As County Jails Fill Up, Texas Lawmakers Look for Alternatives



In response to overcrowding and budget cuts, Texas officials are looking for alternatives to institutions like the Harris County Jail (center) for holding the homeless, addicted and mentally ill. Photo by David Ortez, used via Flickr/Creative Commons.



By Brittney Martin

For Reporting Texas and the Dallas Morning News



AUSTIN — Texas lawmakers are focusing on the struggle of county jails, which have become expensive holding areas for the addicted, homeless and mentally ill in a time of reduced budgets and cut programs.



As clogged county jails become a chronic problem throughout the state, the House County Affairs Committee is conducting hearings in Houston on Tuesday to look for ways to detour those in need of treatment to cheaper and more effective alternatives.



“These are people that, before their illness or addiction, wouldn’t be in jail,” said County Affairs chairman Garnet Coleman, D-Houston. “We need to have programs in place to keep them out the first time, get them treatment if they are arrested, and get them stabilized so they don’t go back ever.”



In Dallas County, studies show an average of 15 percent of the jail population is homeless. The problems of diverting them and others from incarceration are compounded by budget constraints, said Ron Stretcher, the county’s director of criminal justice.



The homeless falling into county jails is a “constant struggle,” Stretcher said.



The county probation department tries to get those who need help into treatment programs, “but there’s not enough dollars for those treatment beds,” Stretcher said.



More than 300 people locked in county jail daily are waiting treatment program openings, he said.



The county spends about $15 million annually to jail homeless individuals, while diversion programs are more beneficial and cheaper, according to the Texas Criminal Justice Coalition, an Austin-based interest group.



Dallas County has several diversion courts for cases involving mental illness, drugs, prostitution and veterans suffering from post-traumatic stress disorder.



And it has a working relationship with the Bridge, a program of the Metro Dallas Homeless Alliance.

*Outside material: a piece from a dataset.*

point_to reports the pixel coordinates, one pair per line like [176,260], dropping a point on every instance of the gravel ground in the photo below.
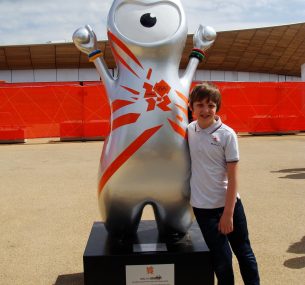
[48,204]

Harris County Sheriff Adrian Garcia and Houston Mayor Annise Parker are scheduled to testify Tuesday about Harris County’s efforts to reduce its jail population.

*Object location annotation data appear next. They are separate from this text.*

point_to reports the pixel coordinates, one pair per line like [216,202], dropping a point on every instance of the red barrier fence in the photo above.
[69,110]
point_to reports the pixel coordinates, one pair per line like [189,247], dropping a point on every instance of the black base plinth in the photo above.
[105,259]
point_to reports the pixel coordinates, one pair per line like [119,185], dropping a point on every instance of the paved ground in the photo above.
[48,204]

Like Dallas, Harris County has implemented special courts and provided more treatment and counseling to troubled inmates.



Alan Bernstein, director of public affairs at the Harris County Sheriff’s Department, said the county last October began pairing officers with mental health clinicians to evaluate offenders thought to have disorders.



In non-violent crimes with low-risk offenders, the clinicians help decide whether jail, a psychiatric clinic or state mental facility would be best. They also help link-in private insurance, if applicable, Bernstein said.



County officials are lining up behind the pragmatism that, “there are many situations in which providing treatment in lieu of incarceration saves money for tax payers and makes Harris County safer,” Bernstein said.



The hearing in Houston follows similar meetings in El Paso and Austin. Coleman said his committee will make legislative recommendations in December.